We tested the feasibility of a reduced-intensity conditioning regimen for hematopoietic stem cell transplantation (HSCT) perspectively allowing an adapted conditioning for performance and disease status. Treatment consisted of 2–4 Gy total body irradiation (TBI), 120mg/m2 fludarabine, 120mg/kg cyclophosphamide, 0–40 mg/kg anti-thymocyte globulin (ATG) and immunosuppression by ciclosporin-A and mycophenolate mofetil.
Up to date, 10 patients (median age 59 years) ineligible for conventional conditioning due to age (>50 years), concomitant disease or previous toxicities have been transplanted on an observational basis after obtaining written informed consent. 2 patients received grafts from related donors, 1 patient an unrelated graft with HLA-C mismatch in GvHD vector and all others unrelated matched grafts. 9 patients (90%) received 2 Gy TBI and ≥30mg/kg ATG. 1 patient received 4 Gy TBI and no ATG since presenting with progressiv disease at time of HSCT and receiving an related graft.
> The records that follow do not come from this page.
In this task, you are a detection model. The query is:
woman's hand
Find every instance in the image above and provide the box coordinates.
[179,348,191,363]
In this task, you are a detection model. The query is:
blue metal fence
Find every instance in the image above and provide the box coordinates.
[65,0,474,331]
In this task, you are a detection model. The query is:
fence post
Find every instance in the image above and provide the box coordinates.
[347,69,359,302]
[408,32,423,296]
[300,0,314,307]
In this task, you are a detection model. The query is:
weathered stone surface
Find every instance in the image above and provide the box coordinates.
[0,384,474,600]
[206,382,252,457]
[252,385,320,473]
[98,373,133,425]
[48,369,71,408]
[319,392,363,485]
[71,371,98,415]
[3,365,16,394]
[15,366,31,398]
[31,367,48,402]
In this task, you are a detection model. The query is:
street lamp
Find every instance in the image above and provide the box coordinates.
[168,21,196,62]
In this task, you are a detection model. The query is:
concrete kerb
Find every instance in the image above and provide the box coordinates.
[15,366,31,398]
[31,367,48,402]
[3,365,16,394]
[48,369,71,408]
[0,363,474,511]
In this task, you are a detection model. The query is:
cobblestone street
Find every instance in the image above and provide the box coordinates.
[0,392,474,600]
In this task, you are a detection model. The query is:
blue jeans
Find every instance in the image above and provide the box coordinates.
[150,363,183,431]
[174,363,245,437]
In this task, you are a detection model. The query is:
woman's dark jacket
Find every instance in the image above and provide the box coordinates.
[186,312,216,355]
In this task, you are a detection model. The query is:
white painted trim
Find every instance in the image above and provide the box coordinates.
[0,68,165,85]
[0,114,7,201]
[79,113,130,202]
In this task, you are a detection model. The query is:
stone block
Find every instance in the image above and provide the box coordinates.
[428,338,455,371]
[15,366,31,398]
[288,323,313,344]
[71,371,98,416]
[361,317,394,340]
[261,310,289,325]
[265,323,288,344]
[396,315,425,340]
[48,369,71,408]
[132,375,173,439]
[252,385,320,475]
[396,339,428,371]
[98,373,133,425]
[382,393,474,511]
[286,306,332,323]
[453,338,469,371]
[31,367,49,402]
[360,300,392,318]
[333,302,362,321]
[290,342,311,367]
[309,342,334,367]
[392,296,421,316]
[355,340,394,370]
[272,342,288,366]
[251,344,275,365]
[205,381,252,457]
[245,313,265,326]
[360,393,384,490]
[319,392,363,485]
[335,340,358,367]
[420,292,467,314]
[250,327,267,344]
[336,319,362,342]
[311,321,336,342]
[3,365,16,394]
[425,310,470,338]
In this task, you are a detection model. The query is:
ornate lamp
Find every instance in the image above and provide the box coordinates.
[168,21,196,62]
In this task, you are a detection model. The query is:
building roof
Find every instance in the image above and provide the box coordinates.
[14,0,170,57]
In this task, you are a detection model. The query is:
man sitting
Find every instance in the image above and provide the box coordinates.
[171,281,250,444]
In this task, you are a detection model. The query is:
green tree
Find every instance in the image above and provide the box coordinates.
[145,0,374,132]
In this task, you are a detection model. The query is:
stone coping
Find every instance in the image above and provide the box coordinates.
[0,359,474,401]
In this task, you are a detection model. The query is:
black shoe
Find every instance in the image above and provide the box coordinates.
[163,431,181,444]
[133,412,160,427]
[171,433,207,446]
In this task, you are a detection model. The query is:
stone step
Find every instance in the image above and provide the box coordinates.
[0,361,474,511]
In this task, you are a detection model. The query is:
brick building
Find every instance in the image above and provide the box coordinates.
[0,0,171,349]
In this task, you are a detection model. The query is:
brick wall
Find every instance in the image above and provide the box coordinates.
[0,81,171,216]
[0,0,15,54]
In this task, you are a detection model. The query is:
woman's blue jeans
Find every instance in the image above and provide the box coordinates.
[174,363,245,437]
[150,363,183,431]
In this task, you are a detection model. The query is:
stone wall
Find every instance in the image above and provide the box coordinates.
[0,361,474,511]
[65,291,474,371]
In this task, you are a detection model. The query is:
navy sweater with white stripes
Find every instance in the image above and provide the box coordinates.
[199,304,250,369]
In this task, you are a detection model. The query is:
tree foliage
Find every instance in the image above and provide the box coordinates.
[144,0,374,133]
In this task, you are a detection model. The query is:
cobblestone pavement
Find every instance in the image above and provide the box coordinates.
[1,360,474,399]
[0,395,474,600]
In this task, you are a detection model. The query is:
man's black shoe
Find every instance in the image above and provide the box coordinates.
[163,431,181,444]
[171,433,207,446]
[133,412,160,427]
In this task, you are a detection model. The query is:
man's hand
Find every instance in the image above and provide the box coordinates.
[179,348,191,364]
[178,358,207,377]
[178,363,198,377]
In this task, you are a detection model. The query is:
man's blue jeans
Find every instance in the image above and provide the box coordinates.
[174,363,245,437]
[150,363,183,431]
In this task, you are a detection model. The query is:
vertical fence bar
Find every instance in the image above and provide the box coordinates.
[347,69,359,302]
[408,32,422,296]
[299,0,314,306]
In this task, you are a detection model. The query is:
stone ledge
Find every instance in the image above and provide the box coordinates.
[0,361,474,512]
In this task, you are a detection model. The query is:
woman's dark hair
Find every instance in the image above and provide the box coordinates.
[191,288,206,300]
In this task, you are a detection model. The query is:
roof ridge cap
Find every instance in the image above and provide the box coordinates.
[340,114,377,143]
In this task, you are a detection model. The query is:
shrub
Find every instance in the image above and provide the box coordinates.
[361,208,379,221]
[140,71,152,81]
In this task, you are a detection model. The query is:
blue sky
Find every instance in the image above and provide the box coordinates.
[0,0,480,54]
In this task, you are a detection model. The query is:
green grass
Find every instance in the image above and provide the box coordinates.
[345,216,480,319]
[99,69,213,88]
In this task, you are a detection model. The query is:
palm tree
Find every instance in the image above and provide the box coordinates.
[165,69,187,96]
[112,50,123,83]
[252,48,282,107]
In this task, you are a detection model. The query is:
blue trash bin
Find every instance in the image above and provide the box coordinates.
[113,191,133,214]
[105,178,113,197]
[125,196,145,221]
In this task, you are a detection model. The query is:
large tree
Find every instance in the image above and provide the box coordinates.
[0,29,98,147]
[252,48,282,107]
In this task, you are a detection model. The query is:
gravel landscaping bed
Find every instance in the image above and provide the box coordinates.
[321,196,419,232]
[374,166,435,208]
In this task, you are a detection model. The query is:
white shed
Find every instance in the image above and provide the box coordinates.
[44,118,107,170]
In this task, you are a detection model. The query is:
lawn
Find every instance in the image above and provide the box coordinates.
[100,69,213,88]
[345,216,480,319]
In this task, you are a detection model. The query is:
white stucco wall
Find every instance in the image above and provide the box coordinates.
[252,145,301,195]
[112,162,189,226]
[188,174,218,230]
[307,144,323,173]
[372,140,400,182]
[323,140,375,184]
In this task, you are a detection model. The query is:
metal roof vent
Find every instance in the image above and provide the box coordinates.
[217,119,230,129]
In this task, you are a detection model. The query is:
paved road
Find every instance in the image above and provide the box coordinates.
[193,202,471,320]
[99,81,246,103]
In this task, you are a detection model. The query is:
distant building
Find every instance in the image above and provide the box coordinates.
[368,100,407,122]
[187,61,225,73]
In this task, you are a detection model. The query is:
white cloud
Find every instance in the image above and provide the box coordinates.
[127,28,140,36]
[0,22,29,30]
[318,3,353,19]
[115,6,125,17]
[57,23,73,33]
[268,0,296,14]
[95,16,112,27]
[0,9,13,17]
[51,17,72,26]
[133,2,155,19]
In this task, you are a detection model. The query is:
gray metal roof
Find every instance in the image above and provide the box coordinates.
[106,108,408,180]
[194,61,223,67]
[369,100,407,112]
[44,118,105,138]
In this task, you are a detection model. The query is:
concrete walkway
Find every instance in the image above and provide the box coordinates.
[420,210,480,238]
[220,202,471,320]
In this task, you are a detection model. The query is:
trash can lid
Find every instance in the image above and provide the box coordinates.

Median pre-transplant adapted Charlson index was 2,5 (range 0–6), number of previous chemotherapy protocols 2 (range 1–5). No obvious graft rejection occurred. Of the patients evaluable beyond day +30 (N = 8) 8 patients (100%) achieved consistent neutrophil counts >500/μl and 6 (75%) consistent platelet counts of >25,000/μl. Median duration for neutropenia was 25 days (range 15 – 44 days) and for thrombocytopenia 23 days (range 7–55 days). 14 units (range 2–58) packed red cells and of 7 units (range 1–62) platelets had to be given. Median hospital stay was 49 days (range 34–66 days). Of 8 patients with a follow up beyond day +30, 6 (75%) showed a chimerism of >90% around day +30. 1 patient showed a chimerism of 50% due to parallel relapse while 1 patient was not evaluable due to sepsis. All patients evaluable for toxicity (N=8) had CTC grade 4 hematological toxicity. 6 patients (75%) experienced toxicities CTC ≥3, mainly infections. Two patients (25%) died of treatment-related infections. No gastrointestinal toxicity CTC ≥3° and no case of veno-occlusive disease was observed. Hemorrhagic cystitis CTC 2° was observed in 1 patient (10%). Of the patients with a Charlson index ≥3 (N=5), 2 (40%) died of infections and 3 (60%) experienced only toxicities of ≤3. Of the evaluable patients with neutrophil recovery (N=8), 1 (12,5%) presented with acute GvHD of the skin 2° and 2 (25%) respectively with acute GvHD 1° of the skin or gut. 4 patients (50%) showed no signs of acute GvHD. Of the 2 patients evaluable for day >+100, one has chronic limited GvHD. All cases of GvHD required no therapy. Of the three patients evaluable day +100, one suffered from relapse and two are alive in complete remission. Of the patients evaluable day +30 (N=8) two (25%) presented with relapse or progressive disease around day +30, 1 (12,5%) respectively showed stable disease or further remission and 4 patients (50%) showed persisting complete remission.
We conclude that the presented regimen is applicable to patients not elegibile for conventional regimens due to its tolerable overall toxicity and particularly low gastrointestinal side effects. Moreover, due to the use of 3 cytotoxic agents and 3 immunosuppressive substances it offers the option for a conditioning adapted to commorbidity, disease status and graft characteristics. A respective stratification will be presented at the meeting.
Disclosure: No relevant conflicts of interest to declare.